Actuarial Post "Aon's 7 emerging risk opportunities for insurance growth”
The seven key emerging risks identified by the report comprise:
- U.S. mortgage credit: Freddie Mac and Fannie Mae are transferring U.S. mortgage market risk in a series of reinsurance transactions, with the potential demand for USD6 billion of reinsurance limit annually.
- Sharing economy: with individuals renting out personal assets for money in direct competition with established businesses like hotels and taxis, coverage gaps highlight an immediate opportunity for re/insurers to offer policies which span personal and commercial exposures.
- Reputation and brand: the #1 risk identified by the 2015 Aon Global Risk Management Survey.
- Microinsurance: offering access to four billion potential new customers, and with opportunities for long-term growth as developing economies gradually become more affluent.

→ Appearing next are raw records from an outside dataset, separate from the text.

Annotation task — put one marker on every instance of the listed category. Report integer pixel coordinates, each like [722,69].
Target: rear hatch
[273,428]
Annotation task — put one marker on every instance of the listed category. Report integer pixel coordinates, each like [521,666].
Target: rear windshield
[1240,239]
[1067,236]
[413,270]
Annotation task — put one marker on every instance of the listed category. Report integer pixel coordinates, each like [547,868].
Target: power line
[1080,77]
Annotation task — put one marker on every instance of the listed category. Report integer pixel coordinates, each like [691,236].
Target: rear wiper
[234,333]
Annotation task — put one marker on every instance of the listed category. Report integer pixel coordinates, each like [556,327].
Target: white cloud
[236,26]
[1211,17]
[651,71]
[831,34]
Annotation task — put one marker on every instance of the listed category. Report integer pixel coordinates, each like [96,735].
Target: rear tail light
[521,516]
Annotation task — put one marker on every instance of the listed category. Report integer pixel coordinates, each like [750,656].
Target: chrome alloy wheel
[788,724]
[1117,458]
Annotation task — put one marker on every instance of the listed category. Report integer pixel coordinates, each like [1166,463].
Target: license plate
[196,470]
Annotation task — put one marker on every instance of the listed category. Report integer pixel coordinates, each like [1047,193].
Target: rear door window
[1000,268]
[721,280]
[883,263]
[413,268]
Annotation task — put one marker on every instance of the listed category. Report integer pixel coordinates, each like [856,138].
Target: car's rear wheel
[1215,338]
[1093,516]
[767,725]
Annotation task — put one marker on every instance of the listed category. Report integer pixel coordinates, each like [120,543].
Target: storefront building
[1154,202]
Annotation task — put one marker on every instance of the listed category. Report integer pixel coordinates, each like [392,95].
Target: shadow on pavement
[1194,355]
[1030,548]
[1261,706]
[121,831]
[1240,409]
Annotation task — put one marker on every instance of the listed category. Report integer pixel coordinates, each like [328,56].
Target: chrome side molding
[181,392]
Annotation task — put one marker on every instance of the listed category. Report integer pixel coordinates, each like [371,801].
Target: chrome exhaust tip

- Corporate liability: opportunities for re/insurers to provide cover for
gigalosses, which require more than USD1 billion of reinsurance limit.
- Terrorism: leveraging military-based technology to better understand this risk and improve model competencies, such as accounting for factors that mitigate blast zone damage.
- Cyber risk: as data and analytics improve, Aon forecasts that cyber risk will move from complex and undermanaged into the insurance mainstream, where markets can adequately price and transfer risk.